Phase 5 standardisation release. Added /specifications/related-standards/ (positioning vs llmstxt.org, IETF AI Preferences, robots.txt, Schema.org, BCP 14, JSON Schema 2020-12, SemVer) and /specifications/implementations/ (public record of conformant implementations, IETF-style). Added an explicit llmstxt.org backward-compatibility statement to the llms.txt specification. Added a formal multi-domain and subdomain scoping rule to both the llms.txt and identity.json specifications (host-scoped files, cross-host identity asserted via sameAs). No normative requirements changed for existing publishers; the new scoping rules formalise behaviour the specification already implied.
Phase 4 standardisation release.
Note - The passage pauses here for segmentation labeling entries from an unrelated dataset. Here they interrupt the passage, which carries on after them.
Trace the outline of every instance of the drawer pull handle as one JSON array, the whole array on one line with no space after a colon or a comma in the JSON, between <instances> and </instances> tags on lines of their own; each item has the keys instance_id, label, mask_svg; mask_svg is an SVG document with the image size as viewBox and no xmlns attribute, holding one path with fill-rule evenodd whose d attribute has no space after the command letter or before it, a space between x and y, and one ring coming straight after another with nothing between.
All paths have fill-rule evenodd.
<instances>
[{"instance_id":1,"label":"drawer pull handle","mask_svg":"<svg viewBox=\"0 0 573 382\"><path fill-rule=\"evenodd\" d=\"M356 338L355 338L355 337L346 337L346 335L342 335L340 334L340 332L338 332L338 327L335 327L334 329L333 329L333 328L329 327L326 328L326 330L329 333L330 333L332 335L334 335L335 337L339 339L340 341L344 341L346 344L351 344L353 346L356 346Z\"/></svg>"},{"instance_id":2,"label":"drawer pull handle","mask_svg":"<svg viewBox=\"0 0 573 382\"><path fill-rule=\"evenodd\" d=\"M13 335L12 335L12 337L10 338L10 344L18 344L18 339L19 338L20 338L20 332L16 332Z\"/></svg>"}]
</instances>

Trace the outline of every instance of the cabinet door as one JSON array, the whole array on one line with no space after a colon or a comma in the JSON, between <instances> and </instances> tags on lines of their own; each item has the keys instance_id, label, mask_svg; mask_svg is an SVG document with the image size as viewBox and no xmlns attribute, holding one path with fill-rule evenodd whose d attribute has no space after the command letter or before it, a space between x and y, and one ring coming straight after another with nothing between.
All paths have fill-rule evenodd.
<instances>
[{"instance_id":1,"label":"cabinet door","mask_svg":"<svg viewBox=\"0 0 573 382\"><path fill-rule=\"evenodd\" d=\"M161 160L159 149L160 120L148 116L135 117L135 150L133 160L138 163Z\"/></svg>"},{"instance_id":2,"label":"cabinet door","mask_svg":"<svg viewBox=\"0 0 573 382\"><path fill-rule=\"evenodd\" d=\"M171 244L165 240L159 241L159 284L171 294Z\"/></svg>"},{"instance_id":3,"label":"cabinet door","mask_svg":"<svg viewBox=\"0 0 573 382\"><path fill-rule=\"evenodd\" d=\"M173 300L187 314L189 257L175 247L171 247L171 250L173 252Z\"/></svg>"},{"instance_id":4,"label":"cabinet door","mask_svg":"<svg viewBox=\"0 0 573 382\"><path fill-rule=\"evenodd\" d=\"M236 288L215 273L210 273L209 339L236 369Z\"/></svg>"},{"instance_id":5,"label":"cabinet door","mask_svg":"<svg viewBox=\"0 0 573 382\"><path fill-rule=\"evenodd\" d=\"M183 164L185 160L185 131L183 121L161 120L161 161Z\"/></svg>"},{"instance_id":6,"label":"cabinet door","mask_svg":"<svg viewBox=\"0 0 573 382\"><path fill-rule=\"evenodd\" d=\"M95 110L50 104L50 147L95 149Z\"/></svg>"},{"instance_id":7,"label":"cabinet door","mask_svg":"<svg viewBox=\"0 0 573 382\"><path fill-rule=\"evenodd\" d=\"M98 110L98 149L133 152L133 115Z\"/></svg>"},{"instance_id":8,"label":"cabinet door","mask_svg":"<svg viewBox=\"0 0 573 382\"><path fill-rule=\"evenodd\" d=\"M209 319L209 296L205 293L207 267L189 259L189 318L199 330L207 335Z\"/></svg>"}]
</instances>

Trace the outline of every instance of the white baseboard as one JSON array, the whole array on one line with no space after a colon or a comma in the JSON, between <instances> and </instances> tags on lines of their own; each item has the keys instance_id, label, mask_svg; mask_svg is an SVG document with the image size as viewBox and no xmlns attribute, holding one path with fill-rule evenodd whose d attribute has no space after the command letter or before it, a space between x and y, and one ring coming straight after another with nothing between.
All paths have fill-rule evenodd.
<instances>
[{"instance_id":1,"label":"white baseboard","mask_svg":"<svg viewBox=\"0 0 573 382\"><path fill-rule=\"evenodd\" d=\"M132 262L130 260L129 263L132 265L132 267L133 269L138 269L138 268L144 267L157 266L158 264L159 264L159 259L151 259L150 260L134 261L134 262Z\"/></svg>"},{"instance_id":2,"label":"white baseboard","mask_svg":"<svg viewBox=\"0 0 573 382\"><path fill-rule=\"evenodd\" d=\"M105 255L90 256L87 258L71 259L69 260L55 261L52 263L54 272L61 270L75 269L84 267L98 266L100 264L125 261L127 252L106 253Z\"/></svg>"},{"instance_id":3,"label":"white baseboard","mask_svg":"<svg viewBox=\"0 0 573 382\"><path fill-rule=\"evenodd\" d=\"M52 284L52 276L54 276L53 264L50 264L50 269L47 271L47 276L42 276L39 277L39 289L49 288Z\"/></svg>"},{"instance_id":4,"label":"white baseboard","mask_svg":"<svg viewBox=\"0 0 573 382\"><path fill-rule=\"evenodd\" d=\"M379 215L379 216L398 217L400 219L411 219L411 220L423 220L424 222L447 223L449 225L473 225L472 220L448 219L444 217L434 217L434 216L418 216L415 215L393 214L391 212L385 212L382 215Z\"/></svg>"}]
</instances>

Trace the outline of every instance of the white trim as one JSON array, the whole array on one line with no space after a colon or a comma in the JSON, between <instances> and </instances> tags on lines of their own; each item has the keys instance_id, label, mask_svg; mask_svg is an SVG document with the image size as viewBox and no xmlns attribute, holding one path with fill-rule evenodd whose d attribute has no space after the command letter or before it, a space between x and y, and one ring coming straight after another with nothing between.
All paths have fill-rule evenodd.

Added /specifications/processing-model/ (seven-stage algorithm for conformant consumers), /specifications/consumer-guidance/ (what AI systems should do with AI Discovery Files), /specifications/test-vectors/ (canonical test suite framing), and reference-implementation framing on the AI Visibility Checker. No normative requirements changed.
Phase 3 standardisation release. Added /specifications/versioning/ (Semantic Versioning 2.0.0 commitments, deprecation timeline, lifecycle), /specifications/governance/ (proposal lifecycle, editorial process, working principles), /specifications/security-privacy/ (trust model, content-injection patterns, GDPR considerations, integrity primitives roadmap), and /specifications/http-behaviour/ (status codes, redirects, soft-404 detection, caching, rate limits). No normative requirements changed.
Phase 2 standardisation release. Added formal conformance specification (Essential / Recommended / Complete classes). Published machine-readable registry at /specifications/registry.json, spec meta-schema, and validator-output schema. Introduced versioned JSON Schema URLs (/v1/) alongside unversioned 'latest' aliases. Added optional BCP 47 language declaration field across all applicable AI Discovery Files. No normative requirements changed.
Phase 1 standardisation release. Added 'Status of This Document' block (Stable). Normalised normative requirement keywords to uppercase per RFC 2119 and RFC 8174. Added References section linking to /specifications/conventions/ and /licensing/. No normative requirements changed.
Added AI Visibility Directory registration guidance. Minor documentation update.
Expanded optional sections with specific examples (Team, Locations, Certifications, Awards, Partners, Industries). Added "Content Not Permitted" section to clarify what MUST NOT be included.
Initial publication. Establishes canonical structure for llms.txt files based on llmstxt.org convention with enhanced business identity requirements.
Conformance
This file is required for all three conformance classes (Essential, Recommended, and Complete). A publisher claiming any conformance class MUST publish a valid version of this file at the website's root.
See the Conformance specification for full publisher and validator conformance criteria, including identity-consistency requirements across files and the relationship between self-declaration and Directory verification.
References
- Specification Conventions — RFC 2119 + RFC 8174 requirement keywords, document statuses, anchor naming, versioning, and language conventions used across every AI Discovery File specification.
- Licensing & Trademark — CC BY 4.0 for specification text and examples, MIT for JSON Schemas, and the free-use policy on the name "AI Discovery Files".